Taxonomy of RL Solution Methods
The Big Picture
Sutton & Barto organize RL methods along several dimensions. Understanding this taxonomy lets you know where any algorithm fits and why it was designed the way it was.
Dimension 1: Model-Based vs. Model-Free
| Model-Based | Model-Free | |
|---|---|---|
| Knows P(s’|s,a), R(s,a)? | Yes (or learns it) | No |
| Examples | Dynamic Programming, Dyna, AlphaZero | Q-learning, SARSA, Policy Gradients |
| Pros | Sample efficient; can plan | No need to learn/know the model |
| Cons | Model errors propagate; expensive to learn | Less sample efficient |
| Ch.4 | ✓ DP | |
| Ch.8 | ✓ Dyna (hybrid) |
Dimension 2: Tabular vs. Approximate
| Tabular | Approximate | |
|---|---|---|
| State space | Small, discrete | Large or continuous |
| Representation | Table V[s] or Q[s][a] | Function approximator (neural net, linear) |
| Examples | All of Part I | Part II (Ch.9–13) |
| Convergence | Guaranteed (for many methods) | More fragile |
Dimension 3: On-Policy vs. Off-Policy
| On-Policy | Off-Policy | |
|---|---|---|
| Learns V/Q for | Current behavior policy | Different target policy |
| Behavior = Target policy? | Yes | No |
| Examples | SARSA, REINFORCE, A2C | Q-learning, DQN, TD(0) with IS |
| Pros | Simpler, more stable | Can reuse experience; learn optimal while exploring |
| Cons | Less sample efficient | Variance from importance sampling |
Dimension 4: Backup Depth (TD vs.

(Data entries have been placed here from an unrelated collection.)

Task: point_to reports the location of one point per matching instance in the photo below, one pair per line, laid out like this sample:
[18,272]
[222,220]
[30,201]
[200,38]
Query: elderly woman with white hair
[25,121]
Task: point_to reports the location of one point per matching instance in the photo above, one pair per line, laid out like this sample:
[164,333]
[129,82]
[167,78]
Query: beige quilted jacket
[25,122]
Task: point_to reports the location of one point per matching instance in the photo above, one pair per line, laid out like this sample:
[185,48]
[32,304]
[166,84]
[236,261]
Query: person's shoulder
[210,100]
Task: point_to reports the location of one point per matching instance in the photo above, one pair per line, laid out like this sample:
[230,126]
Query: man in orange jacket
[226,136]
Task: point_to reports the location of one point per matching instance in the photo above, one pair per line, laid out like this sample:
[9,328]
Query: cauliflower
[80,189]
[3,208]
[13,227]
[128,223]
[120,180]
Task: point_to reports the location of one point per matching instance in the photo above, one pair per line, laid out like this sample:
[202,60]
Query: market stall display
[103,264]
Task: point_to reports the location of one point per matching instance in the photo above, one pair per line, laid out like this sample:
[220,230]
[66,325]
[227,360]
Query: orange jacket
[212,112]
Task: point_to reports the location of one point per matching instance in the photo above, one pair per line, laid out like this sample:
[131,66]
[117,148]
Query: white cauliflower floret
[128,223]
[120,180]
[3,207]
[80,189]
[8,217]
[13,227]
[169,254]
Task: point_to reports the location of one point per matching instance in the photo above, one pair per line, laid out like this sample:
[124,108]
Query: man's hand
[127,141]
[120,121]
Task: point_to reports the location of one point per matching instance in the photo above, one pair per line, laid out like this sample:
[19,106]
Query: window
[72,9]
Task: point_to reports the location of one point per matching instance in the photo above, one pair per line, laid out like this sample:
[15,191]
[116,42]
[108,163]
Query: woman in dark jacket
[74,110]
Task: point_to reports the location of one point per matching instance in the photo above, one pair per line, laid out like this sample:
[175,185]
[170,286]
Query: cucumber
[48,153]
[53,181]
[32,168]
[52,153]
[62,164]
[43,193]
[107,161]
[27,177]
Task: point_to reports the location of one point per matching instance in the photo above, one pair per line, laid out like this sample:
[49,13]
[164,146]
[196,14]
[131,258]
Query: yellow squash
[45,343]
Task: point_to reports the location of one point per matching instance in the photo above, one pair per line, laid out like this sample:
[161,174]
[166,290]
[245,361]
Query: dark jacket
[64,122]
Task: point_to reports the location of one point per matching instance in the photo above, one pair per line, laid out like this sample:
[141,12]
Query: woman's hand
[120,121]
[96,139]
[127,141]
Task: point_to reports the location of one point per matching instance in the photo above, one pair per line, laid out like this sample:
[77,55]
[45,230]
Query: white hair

MC vs. DP)
| DP | TD | Monte Carlo | |
|---|---|---|---|
| Bootstrap? | Yes (uses V estimates) | Yes | No (uses actual returns) |
| Requires model? | Yes | No | No |
| Update after | Each step | Each step | Each episode |
| Bias | Low | Low | Zero (unbiased) |
| Variance | Low | Low | High |
n-step methods (Ch.7) interpolate between TD (n=1) and MC (n=∞).
Dimension 5: Value vs. Policy vs. Actor-Critic
| Approach | Learns | How to act | Chapter |
|---|---|---|---|
| Value-based | V(s) or Q(s,a) | Greedy w.r.t. Q | Ch.4–6, 9–11 |
| Policy gradient | π(a|s;θ) directly | Sample from π | Ch.13 |
| Actor-Critic | Both V and π | Policy uses V as baseline | Ch.13 (A2C, PPO) |
The Full Book Roadmap
Part I: Tabular Methods
├── Ch.2 Multi-Armed Bandits (no state, pure exploration-exploitation)
├── Ch.3 Finite MDPs (formal framework)
├── Ch.4 Dynamic Programming (model-based, tabular, planning)
├── Ch.5 Monte Carlo Methods (model-free, tabular, MC backup)
├── Ch.6 Temporal-Difference (model-free, tabular, TD backup)
│ ├── TD(0): on-policy prediction
│ ├── SARSA: on-policy control
│ └── Q-learning: off-policy control
├── Ch.7 n-step Bootstrapping (unified TD↔MC spectrum)
└── Ch.8 Planning + Learning (Dyna: model-based + model-free hybrid)
Part II: Approximate Methods
├── Ch.9 On-policy prediction w/ approx (value function approximation)
├── Ch.10 On-policy control w/ approx (ε-greedy + function approx)
├── Ch.11 Off-policy w/ approx (importance sampling, gradient TD)
├── Ch.12 Eligibility Traces (TD(λ): unifies TD and MC)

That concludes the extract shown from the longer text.